Reinstalling the whole environment (xcp-ng + vms) will allow it to run for several days and then this issue will come back. We think it is a hardware issue but diagnostics show no such problem.

dredknight

@olivierlambert we couldn't find a reason either.
We will run more tests in the following weeks and report if we find anything of value.

dredknight

@olivierlambert this is just 1 single host in a single cluster. Only local SSD storage.

It is managed by Cloudstack, we are doing high performance tests on that server so nothing of value on it. I thought logs can help find the issue if such actually exists.

dredknight

Reuploaded logs again because tgz was not allowed format. Added .txt extention so just remove it and extract.

dredknight

Hey everyone,
bumped into this topic as we had similar issue with one of our test vms. full day of logs attached logs.tgz.txt

We found out that on the 5th of April one of the VMs shutdown. You can see the issues in the log after 14:10:00.

grep error <the log file>
to see the specific messages.

We are still investigating and not yet sure what is the problem but it seems like it is related to storage.
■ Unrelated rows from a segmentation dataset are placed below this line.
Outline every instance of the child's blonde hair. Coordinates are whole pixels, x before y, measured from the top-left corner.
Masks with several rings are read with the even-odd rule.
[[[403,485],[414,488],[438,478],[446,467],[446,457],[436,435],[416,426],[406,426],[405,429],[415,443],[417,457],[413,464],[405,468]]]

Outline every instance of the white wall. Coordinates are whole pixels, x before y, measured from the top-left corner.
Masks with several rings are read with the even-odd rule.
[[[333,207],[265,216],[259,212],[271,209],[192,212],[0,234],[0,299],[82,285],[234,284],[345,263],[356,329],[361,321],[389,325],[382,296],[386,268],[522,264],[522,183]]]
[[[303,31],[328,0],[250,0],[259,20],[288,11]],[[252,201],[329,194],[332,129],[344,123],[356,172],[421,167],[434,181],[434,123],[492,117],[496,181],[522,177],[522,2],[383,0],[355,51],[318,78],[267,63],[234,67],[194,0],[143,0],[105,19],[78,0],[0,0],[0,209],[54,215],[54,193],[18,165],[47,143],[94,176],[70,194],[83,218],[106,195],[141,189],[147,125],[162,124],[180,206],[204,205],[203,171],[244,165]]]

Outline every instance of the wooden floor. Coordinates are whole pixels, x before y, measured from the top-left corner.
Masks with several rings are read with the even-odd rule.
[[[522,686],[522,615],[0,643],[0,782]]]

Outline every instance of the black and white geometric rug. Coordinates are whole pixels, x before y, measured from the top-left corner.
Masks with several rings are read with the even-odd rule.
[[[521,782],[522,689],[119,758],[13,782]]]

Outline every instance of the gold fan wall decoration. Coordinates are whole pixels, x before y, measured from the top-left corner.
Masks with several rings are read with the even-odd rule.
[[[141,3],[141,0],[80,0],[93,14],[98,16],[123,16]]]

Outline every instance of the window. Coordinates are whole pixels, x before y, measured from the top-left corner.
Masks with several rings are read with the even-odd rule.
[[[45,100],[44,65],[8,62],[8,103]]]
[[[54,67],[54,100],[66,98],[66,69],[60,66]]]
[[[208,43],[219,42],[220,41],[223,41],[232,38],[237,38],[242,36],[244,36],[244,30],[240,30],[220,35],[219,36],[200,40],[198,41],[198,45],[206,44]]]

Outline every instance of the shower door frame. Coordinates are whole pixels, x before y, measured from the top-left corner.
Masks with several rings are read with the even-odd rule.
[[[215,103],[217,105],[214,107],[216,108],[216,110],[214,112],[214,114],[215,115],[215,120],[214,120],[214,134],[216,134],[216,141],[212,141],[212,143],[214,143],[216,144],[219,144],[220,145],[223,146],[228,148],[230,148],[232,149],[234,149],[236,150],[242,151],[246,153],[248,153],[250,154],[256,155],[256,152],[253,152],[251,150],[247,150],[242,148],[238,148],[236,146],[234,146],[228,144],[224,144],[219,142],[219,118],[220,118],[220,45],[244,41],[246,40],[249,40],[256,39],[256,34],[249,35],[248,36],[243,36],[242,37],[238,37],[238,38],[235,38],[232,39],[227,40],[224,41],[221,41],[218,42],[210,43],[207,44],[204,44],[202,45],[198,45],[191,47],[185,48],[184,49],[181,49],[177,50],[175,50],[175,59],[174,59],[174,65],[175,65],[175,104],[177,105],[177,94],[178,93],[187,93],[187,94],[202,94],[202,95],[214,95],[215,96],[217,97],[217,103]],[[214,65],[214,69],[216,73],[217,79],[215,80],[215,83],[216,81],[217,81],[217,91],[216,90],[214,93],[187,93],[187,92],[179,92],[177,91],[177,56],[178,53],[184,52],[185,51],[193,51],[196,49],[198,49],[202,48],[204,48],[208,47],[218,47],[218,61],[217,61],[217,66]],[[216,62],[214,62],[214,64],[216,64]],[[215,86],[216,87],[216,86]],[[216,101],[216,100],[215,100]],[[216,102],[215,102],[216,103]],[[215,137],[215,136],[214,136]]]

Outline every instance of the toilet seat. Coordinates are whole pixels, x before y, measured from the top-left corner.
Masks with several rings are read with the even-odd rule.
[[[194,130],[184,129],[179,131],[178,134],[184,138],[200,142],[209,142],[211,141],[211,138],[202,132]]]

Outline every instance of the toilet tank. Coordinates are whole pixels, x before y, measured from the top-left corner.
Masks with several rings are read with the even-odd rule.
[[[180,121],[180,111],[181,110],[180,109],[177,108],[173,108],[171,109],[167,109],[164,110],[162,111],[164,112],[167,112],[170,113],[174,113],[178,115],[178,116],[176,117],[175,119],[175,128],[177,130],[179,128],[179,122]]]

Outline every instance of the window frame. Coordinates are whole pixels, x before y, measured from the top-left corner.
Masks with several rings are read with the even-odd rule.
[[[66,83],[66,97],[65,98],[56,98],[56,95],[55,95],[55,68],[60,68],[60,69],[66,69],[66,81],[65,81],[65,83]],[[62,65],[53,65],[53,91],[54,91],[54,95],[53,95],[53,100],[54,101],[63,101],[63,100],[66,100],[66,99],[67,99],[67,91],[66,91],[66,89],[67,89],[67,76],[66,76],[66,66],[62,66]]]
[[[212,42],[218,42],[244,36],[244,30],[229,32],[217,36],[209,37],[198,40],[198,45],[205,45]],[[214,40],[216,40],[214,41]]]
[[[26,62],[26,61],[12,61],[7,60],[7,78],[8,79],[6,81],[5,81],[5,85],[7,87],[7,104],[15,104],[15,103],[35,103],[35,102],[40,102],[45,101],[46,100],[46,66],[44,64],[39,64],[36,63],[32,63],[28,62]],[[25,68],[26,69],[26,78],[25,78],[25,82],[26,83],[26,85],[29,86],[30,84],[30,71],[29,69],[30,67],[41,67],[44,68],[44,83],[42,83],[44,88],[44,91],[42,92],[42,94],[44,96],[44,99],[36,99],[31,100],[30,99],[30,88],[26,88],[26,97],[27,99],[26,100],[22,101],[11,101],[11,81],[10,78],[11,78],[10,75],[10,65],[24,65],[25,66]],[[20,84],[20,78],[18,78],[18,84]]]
XCP is latest version 8.2.1.

dredknight

@olivierlambert its looks like it was not from XCP but from the cloud provider managing it (Cloudstack). as soon as max restrictions were removed i could assign all 128 threads as vCPUs to a single VM.

dredknight

alright i managed to put my hands on such host.

out of 128 cores (including hyperthreading) i managed to create a Debian 11 vm with 108 cores. if i go higher i get an error.

I assume the error is due to some threads being exclusive for the hypervisor. Its possible that is the actual limit too though.

Not that important though just got curious how far i can push it.